Mi
piaceva l'idea del tramonto, anche perché mi ha fatto venire i brividi nel gioco
358/2, per cui ho voluto metterci il dialogo tra loro due... penso sia una delle
parti più belle (evitando di nominare la fine quando Xion sparisce... *piange*)... quindi voglio sottolineare che
quella parte di storia non è mia ma dei creatori del gioco Kingdom Hearts 385/2! Tutto qui, buona lettura, Rea
Un
tramonto speciale
I
due fratelli Key tornarono a casa prima di pranzo. La nonna li aveva chiamati
per avvertire del suo arrivo e loro si fecero trovare fuori casa ad aspettarla
come dei bravi bambini.
“Non ho un aspetto
troppo distrutto, vero?” chiese Sora, che continuava a stropicciarsi gli
occhi. Quando si era alzato a mala pena si ricordava il suo nome da quanto aveva
bevuto la sera precedente.
“Questa è la quinta volta
che me lo chiedi in sette minuti. Ti ho già detto che
se la smetti di strofinarti la faccia non sembri uno che ieri sera ha preso una
sbornia colossale” ripeté Roxas, scocciato.
“Non ho preso una
sbornia colossale” si ribellò il castano. Lui lo guardò
male.
“Ah, no?” gli chiese sarcastico.
“Beh, forse ero un po’
brillo, ma non ero ubriaco!” rispose.
“Immagino. E dimmi, ti ricordi
di quando hai provato a baciare Xion?” s’informò, con un sorriso
malvagio. Sora
arrossì.
“I-io cosa?!” esclamò sorpreso. Il biondo trattenne a stento una
risata mentre suo fratello correva in casa a chiedere alla ragazza se era vero.

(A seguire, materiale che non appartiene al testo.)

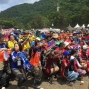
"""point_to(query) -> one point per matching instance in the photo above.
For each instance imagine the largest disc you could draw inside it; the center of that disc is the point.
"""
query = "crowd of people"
(47, 54)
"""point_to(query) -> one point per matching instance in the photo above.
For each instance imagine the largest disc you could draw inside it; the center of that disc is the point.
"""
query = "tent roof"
(77, 26)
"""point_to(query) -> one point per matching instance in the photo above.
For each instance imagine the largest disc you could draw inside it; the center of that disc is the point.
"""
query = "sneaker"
(3, 88)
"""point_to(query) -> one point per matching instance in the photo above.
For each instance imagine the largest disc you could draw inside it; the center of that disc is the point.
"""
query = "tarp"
(77, 26)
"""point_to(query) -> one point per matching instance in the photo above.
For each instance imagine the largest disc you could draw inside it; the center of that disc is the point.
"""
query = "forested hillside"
(44, 13)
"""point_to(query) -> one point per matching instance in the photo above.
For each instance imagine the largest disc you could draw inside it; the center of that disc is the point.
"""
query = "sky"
(4, 4)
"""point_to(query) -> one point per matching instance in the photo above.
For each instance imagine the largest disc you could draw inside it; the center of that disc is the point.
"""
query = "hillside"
(43, 14)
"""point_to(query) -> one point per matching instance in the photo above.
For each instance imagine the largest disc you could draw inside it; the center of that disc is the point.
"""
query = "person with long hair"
(17, 65)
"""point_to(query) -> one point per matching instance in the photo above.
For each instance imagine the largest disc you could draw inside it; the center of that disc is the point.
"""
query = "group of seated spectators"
(51, 54)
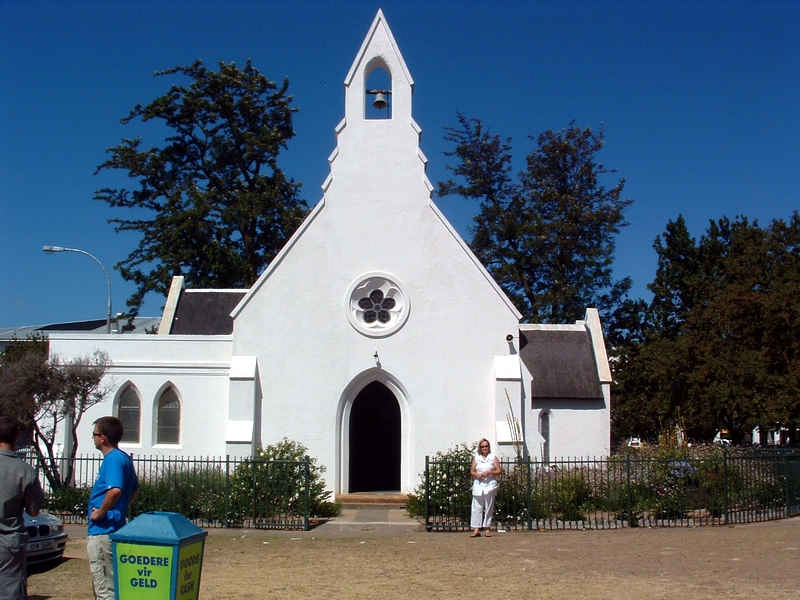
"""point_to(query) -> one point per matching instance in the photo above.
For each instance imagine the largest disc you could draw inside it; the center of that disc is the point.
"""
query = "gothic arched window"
(168, 417)
(129, 411)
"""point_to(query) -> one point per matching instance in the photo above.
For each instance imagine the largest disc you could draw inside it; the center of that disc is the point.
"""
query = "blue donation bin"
(158, 556)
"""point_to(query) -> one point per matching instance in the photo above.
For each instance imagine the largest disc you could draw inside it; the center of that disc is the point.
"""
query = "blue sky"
(699, 102)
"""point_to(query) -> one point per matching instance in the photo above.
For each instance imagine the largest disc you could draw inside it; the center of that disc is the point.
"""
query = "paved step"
(373, 500)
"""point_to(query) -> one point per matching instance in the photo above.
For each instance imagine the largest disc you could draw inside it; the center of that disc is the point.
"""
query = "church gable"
(376, 213)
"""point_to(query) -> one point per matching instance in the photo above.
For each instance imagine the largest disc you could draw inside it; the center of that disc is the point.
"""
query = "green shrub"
(272, 485)
(68, 500)
(450, 486)
(196, 492)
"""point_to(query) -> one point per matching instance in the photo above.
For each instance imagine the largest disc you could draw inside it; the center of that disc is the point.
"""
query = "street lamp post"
(52, 249)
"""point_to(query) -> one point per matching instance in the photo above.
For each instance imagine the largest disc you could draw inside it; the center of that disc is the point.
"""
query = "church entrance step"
(373, 500)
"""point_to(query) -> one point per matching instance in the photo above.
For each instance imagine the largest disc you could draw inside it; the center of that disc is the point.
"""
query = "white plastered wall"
(376, 215)
(577, 428)
(197, 367)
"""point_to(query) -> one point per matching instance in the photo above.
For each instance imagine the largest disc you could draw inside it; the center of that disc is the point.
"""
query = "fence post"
(428, 525)
(307, 469)
(528, 491)
(725, 482)
(227, 489)
(787, 487)
(632, 522)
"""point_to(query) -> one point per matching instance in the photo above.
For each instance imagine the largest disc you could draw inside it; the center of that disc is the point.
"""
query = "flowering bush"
(450, 484)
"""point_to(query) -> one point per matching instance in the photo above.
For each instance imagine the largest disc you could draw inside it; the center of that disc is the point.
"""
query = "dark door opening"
(375, 440)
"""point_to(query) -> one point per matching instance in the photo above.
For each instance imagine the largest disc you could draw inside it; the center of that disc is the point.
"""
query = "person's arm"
(110, 499)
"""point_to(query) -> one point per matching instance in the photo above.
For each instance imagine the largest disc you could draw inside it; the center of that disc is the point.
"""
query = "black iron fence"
(616, 492)
(212, 492)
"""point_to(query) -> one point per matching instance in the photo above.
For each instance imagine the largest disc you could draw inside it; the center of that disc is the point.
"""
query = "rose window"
(377, 305)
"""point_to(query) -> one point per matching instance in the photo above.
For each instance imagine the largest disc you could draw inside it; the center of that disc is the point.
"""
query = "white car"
(46, 538)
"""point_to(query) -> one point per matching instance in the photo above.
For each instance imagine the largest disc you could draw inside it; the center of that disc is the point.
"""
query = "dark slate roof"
(206, 312)
(561, 363)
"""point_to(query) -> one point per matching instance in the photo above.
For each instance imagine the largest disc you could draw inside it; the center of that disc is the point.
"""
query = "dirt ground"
(396, 559)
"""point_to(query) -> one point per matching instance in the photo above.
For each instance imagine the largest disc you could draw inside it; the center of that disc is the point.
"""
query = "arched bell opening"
(377, 90)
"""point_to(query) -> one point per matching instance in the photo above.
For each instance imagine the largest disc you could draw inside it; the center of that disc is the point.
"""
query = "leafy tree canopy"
(548, 237)
(719, 345)
(211, 203)
(48, 397)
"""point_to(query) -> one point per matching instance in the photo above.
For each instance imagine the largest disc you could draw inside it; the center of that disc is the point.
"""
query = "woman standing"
(485, 469)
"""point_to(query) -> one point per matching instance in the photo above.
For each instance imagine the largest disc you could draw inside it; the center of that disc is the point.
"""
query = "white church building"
(375, 337)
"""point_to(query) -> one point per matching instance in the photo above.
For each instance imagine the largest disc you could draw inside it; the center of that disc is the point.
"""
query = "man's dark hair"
(111, 427)
(9, 430)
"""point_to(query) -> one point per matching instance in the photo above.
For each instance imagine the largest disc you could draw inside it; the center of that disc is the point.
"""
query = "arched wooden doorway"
(374, 440)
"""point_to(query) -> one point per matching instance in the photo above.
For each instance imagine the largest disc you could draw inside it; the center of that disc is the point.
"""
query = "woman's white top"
(484, 464)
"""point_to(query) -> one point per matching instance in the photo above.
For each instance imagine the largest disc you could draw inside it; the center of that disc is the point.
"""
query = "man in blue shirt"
(115, 487)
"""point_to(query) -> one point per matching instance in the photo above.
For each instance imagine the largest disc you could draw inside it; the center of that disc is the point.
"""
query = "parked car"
(46, 538)
(722, 438)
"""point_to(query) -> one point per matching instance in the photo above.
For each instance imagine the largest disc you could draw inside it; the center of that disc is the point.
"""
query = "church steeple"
(378, 52)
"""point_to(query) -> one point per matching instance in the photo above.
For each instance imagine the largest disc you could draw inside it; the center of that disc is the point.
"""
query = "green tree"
(210, 203)
(548, 238)
(49, 396)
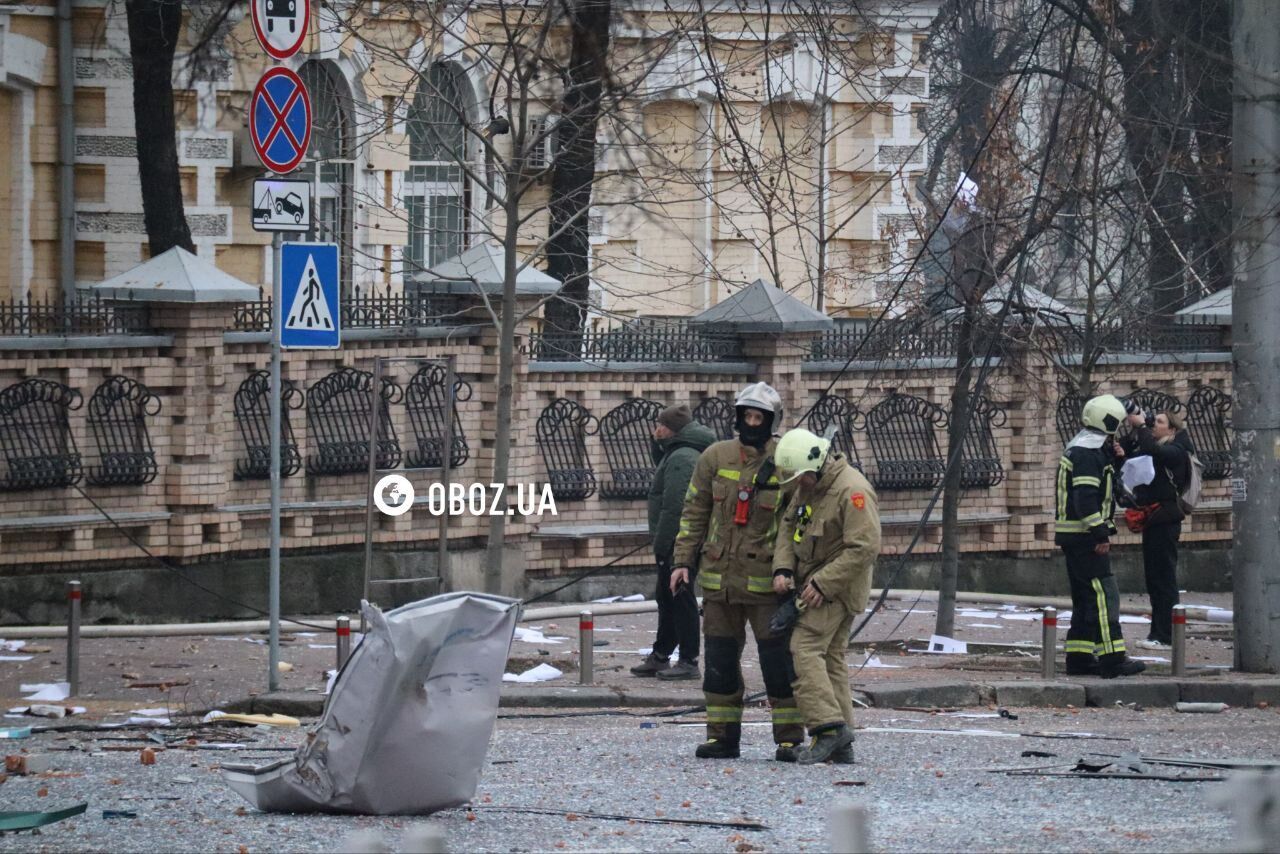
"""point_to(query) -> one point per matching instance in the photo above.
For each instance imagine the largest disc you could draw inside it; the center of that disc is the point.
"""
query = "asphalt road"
(926, 791)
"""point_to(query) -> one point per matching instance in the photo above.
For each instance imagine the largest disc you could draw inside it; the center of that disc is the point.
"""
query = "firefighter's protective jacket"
(1084, 493)
(734, 561)
(835, 537)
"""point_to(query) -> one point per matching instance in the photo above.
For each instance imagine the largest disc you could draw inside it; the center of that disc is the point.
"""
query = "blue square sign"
(309, 296)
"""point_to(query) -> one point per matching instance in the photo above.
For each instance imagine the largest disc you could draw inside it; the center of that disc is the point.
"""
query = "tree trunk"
(154, 26)
(956, 429)
(574, 173)
(493, 562)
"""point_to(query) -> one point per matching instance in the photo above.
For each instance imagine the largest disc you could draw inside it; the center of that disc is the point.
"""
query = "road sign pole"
(274, 584)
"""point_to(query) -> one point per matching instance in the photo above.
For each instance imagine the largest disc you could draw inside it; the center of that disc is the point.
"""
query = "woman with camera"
(1157, 514)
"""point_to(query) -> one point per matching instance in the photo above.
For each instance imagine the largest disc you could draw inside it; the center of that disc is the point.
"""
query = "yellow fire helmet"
(1104, 412)
(799, 451)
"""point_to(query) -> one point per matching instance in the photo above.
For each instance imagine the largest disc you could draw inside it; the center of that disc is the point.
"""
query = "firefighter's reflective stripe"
(723, 713)
(1107, 645)
(787, 715)
(804, 523)
(1064, 469)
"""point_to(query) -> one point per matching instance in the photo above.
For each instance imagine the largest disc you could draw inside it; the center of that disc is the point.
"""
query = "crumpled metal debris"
(408, 722)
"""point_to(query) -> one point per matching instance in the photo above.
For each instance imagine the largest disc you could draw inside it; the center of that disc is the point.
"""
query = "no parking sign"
(279, 119)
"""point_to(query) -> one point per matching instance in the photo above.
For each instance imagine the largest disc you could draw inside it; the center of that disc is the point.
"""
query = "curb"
(1151, 693)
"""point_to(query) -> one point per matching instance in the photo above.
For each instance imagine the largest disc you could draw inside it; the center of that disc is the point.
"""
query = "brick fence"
(196, 510)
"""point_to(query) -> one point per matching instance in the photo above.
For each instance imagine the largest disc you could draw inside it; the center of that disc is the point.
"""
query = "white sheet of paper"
(945, 645)
(540, 674)
(533, 636)
(48, 692)
(1138, 471)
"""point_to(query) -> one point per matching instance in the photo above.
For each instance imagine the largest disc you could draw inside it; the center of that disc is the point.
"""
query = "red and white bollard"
(585, 647)
(73, 598)
(1048, 642)
(1179, 640)
(343, 640)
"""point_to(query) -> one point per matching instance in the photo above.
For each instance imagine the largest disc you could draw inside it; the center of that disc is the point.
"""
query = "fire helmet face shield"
(763, 397)
(799, 452)
(1104, 412)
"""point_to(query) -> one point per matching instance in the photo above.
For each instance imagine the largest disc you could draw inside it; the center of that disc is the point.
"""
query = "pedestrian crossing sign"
(309, 297)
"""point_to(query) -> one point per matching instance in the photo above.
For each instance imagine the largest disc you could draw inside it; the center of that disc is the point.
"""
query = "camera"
(1130, 407)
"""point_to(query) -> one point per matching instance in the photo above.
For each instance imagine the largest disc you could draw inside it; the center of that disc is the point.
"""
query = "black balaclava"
(749, 435)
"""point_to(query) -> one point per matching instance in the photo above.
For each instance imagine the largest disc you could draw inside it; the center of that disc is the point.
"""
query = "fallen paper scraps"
(535, 636)
(944, 645)
(46, 692)
(540, 674)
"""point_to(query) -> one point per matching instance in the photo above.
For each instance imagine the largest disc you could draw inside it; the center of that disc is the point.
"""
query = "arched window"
(437, 193)
(330, 159)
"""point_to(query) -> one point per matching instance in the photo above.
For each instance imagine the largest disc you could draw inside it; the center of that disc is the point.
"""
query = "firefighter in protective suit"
(827, 546)
(1083, 528)
(726, 530)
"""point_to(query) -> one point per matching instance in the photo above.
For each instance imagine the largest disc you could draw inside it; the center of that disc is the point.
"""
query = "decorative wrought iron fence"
(85, 315)
(718, 415)
(1066, 416)
(562, 429)
(626, 433)
(35, 435)
(1210, 424)
(891, 338)
(426, 402)
(638, 343)
(338, 423)
(840, 411)
(252, 409)
(118, 421)
(903, 435)
(979, 460)
(370, 311)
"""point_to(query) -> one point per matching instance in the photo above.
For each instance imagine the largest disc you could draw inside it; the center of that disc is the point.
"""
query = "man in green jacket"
(677, 442)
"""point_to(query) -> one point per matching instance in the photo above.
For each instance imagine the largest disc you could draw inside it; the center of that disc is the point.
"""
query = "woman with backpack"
(1159, 512)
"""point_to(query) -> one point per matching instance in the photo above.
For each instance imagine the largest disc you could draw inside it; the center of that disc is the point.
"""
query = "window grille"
(426, 401)
(836, 409)
(979, 461)
(252, 410)
(904, 441)
(338, 423)
(718, 415)
(562, 429)
(35, 437)
(118, 420)
(1210, 424)
(626, 433)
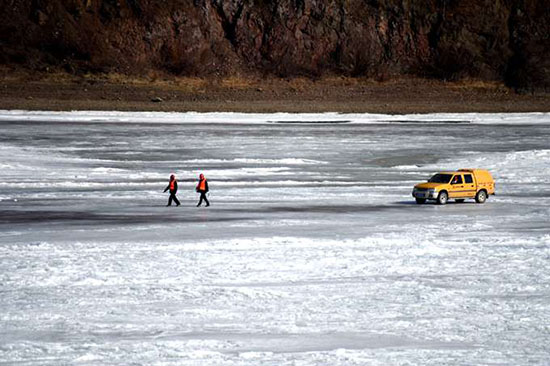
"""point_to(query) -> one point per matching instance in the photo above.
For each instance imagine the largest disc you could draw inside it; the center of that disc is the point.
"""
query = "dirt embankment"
(490, 40)
(53, 91)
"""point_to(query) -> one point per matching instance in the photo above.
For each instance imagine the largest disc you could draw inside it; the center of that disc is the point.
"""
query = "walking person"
(173, 187)
(202, 188)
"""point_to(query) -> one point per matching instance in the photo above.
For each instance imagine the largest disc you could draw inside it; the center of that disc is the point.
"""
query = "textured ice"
(312, 253)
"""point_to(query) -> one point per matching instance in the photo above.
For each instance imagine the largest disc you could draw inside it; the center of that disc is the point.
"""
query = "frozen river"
(312, 253)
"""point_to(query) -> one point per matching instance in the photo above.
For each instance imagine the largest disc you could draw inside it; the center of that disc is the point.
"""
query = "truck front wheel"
(481, 196)
(442, 198)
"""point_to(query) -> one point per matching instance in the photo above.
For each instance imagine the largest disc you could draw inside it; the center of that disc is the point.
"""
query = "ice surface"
(312, 253)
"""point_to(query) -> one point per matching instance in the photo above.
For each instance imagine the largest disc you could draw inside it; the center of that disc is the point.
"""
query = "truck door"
(469, 185)
(457, 186)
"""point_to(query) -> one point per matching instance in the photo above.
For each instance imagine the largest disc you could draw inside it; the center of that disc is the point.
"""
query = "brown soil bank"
(337, 94)
(491, 40)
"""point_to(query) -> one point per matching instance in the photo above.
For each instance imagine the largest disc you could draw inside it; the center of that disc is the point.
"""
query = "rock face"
(485, 39)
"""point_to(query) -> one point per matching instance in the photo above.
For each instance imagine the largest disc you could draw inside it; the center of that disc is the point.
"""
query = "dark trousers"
(173, 197)
(203, 197)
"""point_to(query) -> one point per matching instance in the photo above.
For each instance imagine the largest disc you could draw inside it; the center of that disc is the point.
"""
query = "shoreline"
(298, 95)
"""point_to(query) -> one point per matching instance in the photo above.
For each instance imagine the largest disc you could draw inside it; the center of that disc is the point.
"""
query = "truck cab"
(463, 184)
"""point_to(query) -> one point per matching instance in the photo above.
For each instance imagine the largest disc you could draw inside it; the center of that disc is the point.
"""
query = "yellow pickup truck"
(459, 185)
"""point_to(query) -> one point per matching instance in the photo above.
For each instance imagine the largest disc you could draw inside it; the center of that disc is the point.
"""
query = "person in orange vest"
(173, 187)
(202, 188)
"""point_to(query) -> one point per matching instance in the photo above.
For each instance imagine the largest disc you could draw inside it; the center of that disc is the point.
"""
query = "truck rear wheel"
(481, 196)
(442, 198)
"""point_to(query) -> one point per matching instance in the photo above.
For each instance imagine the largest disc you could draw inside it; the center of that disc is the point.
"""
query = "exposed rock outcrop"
(487, 39)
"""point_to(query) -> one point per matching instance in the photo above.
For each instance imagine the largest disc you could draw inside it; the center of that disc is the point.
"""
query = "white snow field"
(313, 251)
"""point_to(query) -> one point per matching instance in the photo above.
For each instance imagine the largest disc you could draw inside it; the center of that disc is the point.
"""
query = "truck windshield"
(440, 178)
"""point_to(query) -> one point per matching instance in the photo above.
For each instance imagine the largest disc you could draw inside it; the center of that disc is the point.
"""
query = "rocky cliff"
(504, 40)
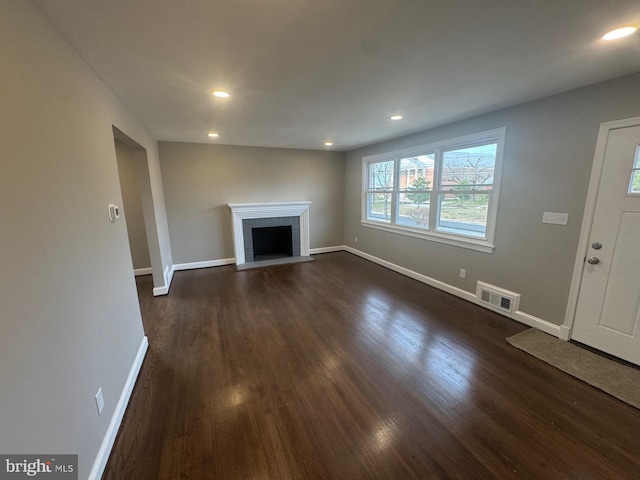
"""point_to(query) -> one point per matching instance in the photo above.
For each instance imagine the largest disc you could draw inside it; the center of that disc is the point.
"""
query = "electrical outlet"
(555, 218)
(99, 401)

Axel, che stava aspettando con loro la nonna, lo
guardò severo.
“Non è mai successo”
disse. L’altro rise forte.
“Lo so, ma non ho
resistito” ammise, guadagnandosi un cenno di
dissenso.
In quel momento videro la macchina dei Key arrivare
dal vialetto.
“Immagino che dobbiamo
salutarci” ragionò Roxas, un po’ contrariato.
L’altro sorrise e lo fissò.
“Per adesso, ma spero che ci
rivedremo… presto” ammise. Il biondo strinse le labbra, poi si aprì in un
bellissimo e radioso sorriso.
“Me lo prometti?”
chiese. Axel vacillò un attimo sotto quello sguardo
bellissimo.
“Facciamo così: domani
pomeriggio, verso le cinque, verrò a prenderti a casa”
propose.
“Sul serio?” esclamò
il ragazzino, felice.
“Lo
giuro. Tu
fatti trovare pronto fuori dalla porta e sali in macchina senza chiedere niente.
Memorizzato?” domandò,
facendogli l’occhiolino.
“Memorizzato”
rispose.
“Di preciso, mi spieghi di nuovo perché esci con un uomo?”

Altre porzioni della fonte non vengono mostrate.